The stock market faces a pivotal question: Is the current U.S. economic slowdown a temporary dip or the precursor to a recession? A “soft landing” scenario, with continued albeit slower growth, may be largely priced into stocks. However, a “hard landing” – a recession driven by reduced spending, tariffs, and tax cut uncertainty – is likely not fully reflected in market valuations. Anecdotal evidence from corporate leaders, along with concerning comments on earnings calls from companies like FedEx and Nike, points to increasing economic anxieties. Strategists like JPMorgan’s Bruce Kasman (40% recession probability) and BCA Research’s Peter Berezin (75%) have issued high recession warnings. Recent disappointing retail sales data and weak consumer confidence further suggest a weakening economic outlook, adding pressure on the stock market to price in a potentially more negative scenario.
A critical question looms over the stock market: Is the U.S. economy experiencing a temporary slowdown, or is it heading towards a full-blown recession?
One perspective suggests that the current economic deceleration represents a brief downturn, followed by a period of continued, albeit slower, growth. This scenario reflects economic resilience amidst significant policy uncertainty stemming from Washington. It could be argued that the stock market has largely factored in this “soft landing” scenario.

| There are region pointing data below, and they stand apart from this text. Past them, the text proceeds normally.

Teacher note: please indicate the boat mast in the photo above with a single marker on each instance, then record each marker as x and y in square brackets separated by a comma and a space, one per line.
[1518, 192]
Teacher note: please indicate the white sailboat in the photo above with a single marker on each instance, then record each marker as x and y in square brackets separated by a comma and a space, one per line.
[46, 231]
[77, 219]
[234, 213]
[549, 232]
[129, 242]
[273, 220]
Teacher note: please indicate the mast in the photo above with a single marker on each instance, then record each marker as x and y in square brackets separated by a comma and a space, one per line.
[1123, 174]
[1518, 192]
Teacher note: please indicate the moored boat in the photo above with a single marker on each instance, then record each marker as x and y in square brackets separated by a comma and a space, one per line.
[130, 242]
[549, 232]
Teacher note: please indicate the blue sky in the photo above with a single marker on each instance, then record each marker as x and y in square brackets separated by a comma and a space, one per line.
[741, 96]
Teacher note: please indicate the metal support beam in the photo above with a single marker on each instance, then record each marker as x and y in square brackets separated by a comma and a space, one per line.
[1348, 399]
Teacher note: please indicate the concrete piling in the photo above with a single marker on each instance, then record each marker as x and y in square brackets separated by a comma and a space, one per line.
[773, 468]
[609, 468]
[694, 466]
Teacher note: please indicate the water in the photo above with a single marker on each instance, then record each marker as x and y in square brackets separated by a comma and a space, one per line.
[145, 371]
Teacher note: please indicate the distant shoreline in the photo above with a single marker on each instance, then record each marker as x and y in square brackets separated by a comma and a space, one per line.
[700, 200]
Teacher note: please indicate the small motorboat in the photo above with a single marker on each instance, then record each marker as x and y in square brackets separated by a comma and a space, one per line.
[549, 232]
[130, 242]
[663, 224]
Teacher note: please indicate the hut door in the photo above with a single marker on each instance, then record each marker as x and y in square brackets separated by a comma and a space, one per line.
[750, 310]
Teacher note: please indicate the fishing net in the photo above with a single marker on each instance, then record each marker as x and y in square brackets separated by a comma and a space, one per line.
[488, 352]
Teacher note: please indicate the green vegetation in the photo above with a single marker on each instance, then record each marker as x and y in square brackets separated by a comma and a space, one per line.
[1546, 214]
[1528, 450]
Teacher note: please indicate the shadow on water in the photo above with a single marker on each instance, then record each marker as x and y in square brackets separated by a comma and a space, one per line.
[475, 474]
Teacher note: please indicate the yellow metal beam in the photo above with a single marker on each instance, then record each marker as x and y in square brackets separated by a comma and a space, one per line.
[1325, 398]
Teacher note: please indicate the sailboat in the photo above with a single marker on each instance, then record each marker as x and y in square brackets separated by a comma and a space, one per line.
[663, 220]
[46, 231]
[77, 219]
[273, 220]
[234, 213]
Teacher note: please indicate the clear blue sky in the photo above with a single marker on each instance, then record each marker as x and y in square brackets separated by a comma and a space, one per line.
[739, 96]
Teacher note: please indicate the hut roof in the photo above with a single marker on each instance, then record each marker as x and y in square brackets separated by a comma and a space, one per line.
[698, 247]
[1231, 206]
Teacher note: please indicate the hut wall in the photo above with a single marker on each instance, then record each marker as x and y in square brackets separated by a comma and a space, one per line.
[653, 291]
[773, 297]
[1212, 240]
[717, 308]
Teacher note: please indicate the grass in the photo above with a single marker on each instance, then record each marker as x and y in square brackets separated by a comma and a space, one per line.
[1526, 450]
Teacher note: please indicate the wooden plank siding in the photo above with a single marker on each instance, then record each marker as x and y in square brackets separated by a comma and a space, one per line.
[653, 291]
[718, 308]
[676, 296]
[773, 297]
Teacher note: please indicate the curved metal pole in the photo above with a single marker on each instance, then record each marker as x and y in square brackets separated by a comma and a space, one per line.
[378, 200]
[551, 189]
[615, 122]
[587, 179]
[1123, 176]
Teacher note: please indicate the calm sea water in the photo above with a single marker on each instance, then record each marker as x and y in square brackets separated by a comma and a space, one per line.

The alternative, and more concerning, possibility is that the slowdown will escalate into a recession. Businesses and consumers may curtail spending due to factors like escalating tariffs and uncertainty surrounding the extension of Trump’s tax cuts. This “hard landing” scenario, arguably, is not fully reflected in current stock prices.
Anecdotal evidence supports both narratives. A CEO of a major consumer goods company recently expressed to me a sense of general economic sluggishness. Similarly, a beverage company CEO indicated that the ongoing trade war with China is prompting a reevaluation of their spending plans for the coming years.
Adding to the recessionary concerns, JPMorgan strategist Bruce Kasman recently estimated a 40% probability of a recession this year. This is among the highest such predictions on Wall Street, surpassed only by BCA Research’s Peter Berezin, who places the probability at 75%.
These concerns aren’t confined to private conversations or exclusive research reports. They are increasingly surfacing in the earnings releases and conference calls of publicly traded companies. And the market is reacting swiftly, seemingly pricing in something more severe than a mere slowdown.
For instance, FedEx CEO Raj Subramaniam, on the company’s recent earnings call, acknowledged “uncertainty to demand” due to the “evolving market.” Another FedEx executive specifically mentioned uncertainty within the “industrial economy.”
Nike’s recent earnings call provided another stark reminder of economic realities. The company, a bellwether for consumer spending, is not immune to global trade tensions. Nike’s guidance for the upcoming quarter was particularly concerning, with projected sales declining by a mid-teens percentage—worse than analyst expectations. Profit margins are also expected to be squeezed due to tariffs and increased discounting.
Nike’s new CEO, Elliott Hill, prominently mentioned “economic uncertainty” early in the earnings call.
Recent economic data further reinforces the narrative of a weakening economy. U.S. retail sales in the previous month were significantly below expectations, adding to concerns raised by weak consumer confidence data and various Federal Reserve activity surveys.